È pur vero che è difficile lamentare un eccesso del Parlamento, quando le altre istituzioni, a cominciare dalla Magistratura e a finire con la stessa Presidenza della Repubblica, hanno assunto negli anni iniziative spesso eccedenti alle proprie prerogative, forzando di fatto il delicato meccanismo di equilibrio tra i poteri costituzionali. Per di più la Banca d’Italia ha progressivamente lasciato sfarinare quei pilastri sui cui si fondava.
E qui emerge la seconda questione, quella relativa all’attività di vigilanza sul sistema bancario. Proprio a questa attività il sistema politico è più attenta per le inevitabili connessioni che legano banche e politica.
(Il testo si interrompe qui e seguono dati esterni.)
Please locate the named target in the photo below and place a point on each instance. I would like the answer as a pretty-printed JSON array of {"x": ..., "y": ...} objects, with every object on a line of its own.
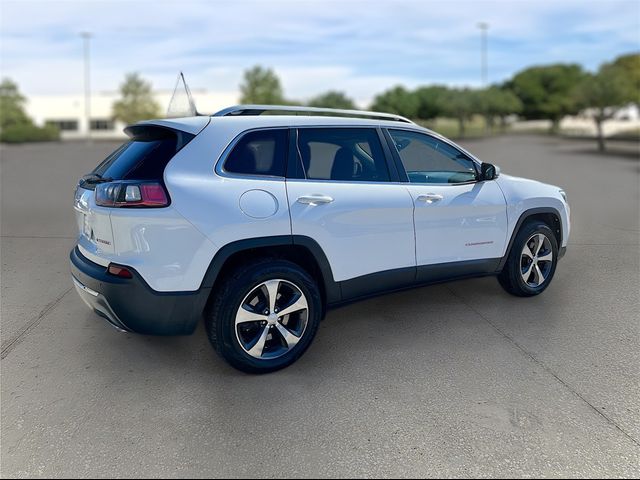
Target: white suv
[{"x": 260, "y": 223}]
Non è un caso che il più tumultuoso evento affrontato dalla Banca sia stato proprio determinato dalla sua attività di vigilanza, quando il Governatore Paolo Baffi, impegnato nel rafforzamento del controllo del sistema bancario, venne paradossalmente messo sotto inchiesta, con il suo Vice Direttore Generale, Mario Sarcinelli, accusato proprio del mancato esercizio di controllo. Sarcinelli venne anche arrestato e Baffi, che fu poi integralmente prosciolto, preferì dimettersi.
Da allora la vigilanza venne esercitata dalla Banca d’Italia in maniera, per così dire, soft, ricorrendo soprattutto al sistema della “moral suasion”, intervenendo cioè sui vertici bancari, consigliando loro i necessari accorpamenti e salvataggi delle aziende più deboli ed esposte. Un sistema che però presentava parecchie controindicazioni, dal momento che lasciava aperto il dubbio che, dietro le soluzioni trovate, ci potessero essere rapporti non del tutto trasparenti.
Ed è sull’onda di questi dubbi che, nel dicembre 2005, il Governatore Antonio Fazio, messo sotto inchiesta, si dimise.
Anche oggi, alla base della mozione, c’è il dubbio che la vigilanza dell’attuale Governatore non sia stata all’altezza della situazione nell’affrontare la profonda crisi che ha investito in questi ultimi anni il sistema bancario. E verrebbe da dire che la mozione del Pd non ci sarebbe stata se Ignazio Visco avesse seguito l’esempio di Baffi, dimettendosi. Visto che, sia pure in circostanze diverse, da tempo viene messa in dubbio l’adeguatezza della suo ‘’governatorato’’. D’altronde la stessa Banca d’Italia di oggi non è più quella di Menichella e di Carli, è più vulnerabile ed è stata privata di tutte le competenze sulla moneta, passate alla banca centrale europea, cosicché la politica ritiene probabilmente di poter occupare maggiori spazi. Ma è pur vero che la guerra, se di guerra si tratta, vedrà difficilmente un vincitore, perché ormai anche la vigilanza, tranne per quote residuali, è già tutta in ambito europeo.